U.S. District Judge Emmet Sullivan issued a preliminary injunction sought by legal groups suing on behalf of children whom the government sought to expel before they could request asylum or other protections under federal law.
The Trump administration has expelled at least 8,800 unaccompanied children since March, when it issued an emergency declaration citing the coronavirus as grounds for barring most people crossing the border from remaining in the United States.
Border agents have forced many people to return to Mexico right away, while detaining others in holding facilities or hotels, sometimes for days or weeks. Meanwhile, government-funded facilities meant to hold children while they are placed with sponsors have thousands of unused beds.
Sullivan’s order bars only the expulsion of children who cross the border unaccompanied by a parent. The government has expelled more than 147,000 people since March, including adults, and parents and children traveling together.
“This policy was sending thousands of young children back to danger without any hearing,” said Lee Gelernt, a lawyer for the American Civil Liberties Union. “Like so many other Trump administration policies, it was gratuitously cruel and unlawful.”
The Justice Department did not immediately say whether it would appeal.

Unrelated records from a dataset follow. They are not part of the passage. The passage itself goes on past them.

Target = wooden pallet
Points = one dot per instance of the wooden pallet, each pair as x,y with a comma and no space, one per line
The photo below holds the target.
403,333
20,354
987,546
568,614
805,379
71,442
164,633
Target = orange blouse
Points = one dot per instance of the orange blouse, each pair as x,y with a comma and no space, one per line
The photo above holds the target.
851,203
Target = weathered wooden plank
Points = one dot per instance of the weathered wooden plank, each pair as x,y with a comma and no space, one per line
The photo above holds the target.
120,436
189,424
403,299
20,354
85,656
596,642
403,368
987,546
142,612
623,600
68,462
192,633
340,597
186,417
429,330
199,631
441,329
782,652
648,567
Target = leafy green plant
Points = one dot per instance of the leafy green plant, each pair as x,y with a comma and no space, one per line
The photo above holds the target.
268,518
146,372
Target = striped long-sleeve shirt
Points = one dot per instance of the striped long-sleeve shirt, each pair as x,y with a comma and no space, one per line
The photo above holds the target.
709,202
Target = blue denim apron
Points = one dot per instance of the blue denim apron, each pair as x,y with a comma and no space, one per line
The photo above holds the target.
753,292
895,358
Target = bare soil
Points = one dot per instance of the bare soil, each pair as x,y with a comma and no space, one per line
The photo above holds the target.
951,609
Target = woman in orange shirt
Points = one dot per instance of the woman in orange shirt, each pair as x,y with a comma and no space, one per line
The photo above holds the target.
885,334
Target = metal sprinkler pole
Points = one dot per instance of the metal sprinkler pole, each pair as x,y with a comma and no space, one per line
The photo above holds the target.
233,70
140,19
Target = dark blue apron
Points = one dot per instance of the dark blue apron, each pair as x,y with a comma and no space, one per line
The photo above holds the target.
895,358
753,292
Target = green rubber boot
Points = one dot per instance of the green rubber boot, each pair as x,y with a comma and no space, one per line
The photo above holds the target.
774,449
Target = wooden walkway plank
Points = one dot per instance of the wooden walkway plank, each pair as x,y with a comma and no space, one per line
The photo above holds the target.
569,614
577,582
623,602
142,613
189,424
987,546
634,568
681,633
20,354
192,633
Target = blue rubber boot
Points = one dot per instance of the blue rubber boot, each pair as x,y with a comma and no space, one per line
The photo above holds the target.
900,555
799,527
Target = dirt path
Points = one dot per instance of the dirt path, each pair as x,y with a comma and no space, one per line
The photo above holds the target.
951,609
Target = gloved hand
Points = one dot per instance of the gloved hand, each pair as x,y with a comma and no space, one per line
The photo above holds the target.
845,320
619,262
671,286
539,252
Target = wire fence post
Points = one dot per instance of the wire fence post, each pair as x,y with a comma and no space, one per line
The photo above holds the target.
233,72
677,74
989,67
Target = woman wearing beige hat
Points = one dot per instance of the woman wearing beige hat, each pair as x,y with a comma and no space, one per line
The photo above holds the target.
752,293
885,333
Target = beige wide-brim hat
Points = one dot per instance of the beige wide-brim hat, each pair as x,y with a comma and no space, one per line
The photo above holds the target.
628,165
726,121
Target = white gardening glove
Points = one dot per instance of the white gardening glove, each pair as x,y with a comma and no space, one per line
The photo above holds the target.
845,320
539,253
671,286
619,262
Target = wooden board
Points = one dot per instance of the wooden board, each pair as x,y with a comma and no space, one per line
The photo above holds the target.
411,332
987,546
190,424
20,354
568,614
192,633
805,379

It has appealed another federal judge’s order barring the use of hotels to detain children.
The incoming administration of President-elect Joe Biden has not directly said whether it will keep trying to expel immigrants under public-health authority. Biden is expected to roll back several Trump administration policies restricting asylum as part of a broader shift on immigration.
The Trump administration has argued in court that it must expel children who have recently crossed the border — whether they had authorization or not — to prevent the infection of border agents and others in immigration custody. The emergency declaration was made by Dr. Robert Redfield, director of the Centers for Disease Control and Prevention, and the Justice Department on Oct. 2 cited the judgment of “the nation’s top public health official” in urging Sullivan not to stop the expulsion of children.
The Associated Press reported on Oct. 3 that top CDC officials resisted issuing the declaration because it lacked a public health basis, but that Vice President Mike Pence ordered Redfield to move forward anyway.
Opponents of the policy accuse the administration of using the pandemic as a pretext to restrict immigration and say agents can safely screen minors for COVID-19 without denying protections under federal anti-trafficking law and a court settlement that governs the treatment of children.
U.S. Magistrate Judge G. Michael Harvey recommended on Sept. 25 that Sullivan grant an injunction barring expulsions of children, saying the government was claiming power that was “breathtakingly broad.”
Children and parents who have been expelled have reported believing they would be allowed to reunite with family in the U.S., only to instead be deported to their countries of origin.
One mother of 12- and 9-year-olds found out her children had been expelled when she received a call from an official in Honduras asking her to send a relative to collect them.
The father of a 1-year-old girl alleged that agents told him and his wife to feed the girl ice in case their temperatures were checked before boarding a flight. U.S. Immigration and Customs Enforcement has denied using ice as an artificial cooling measure.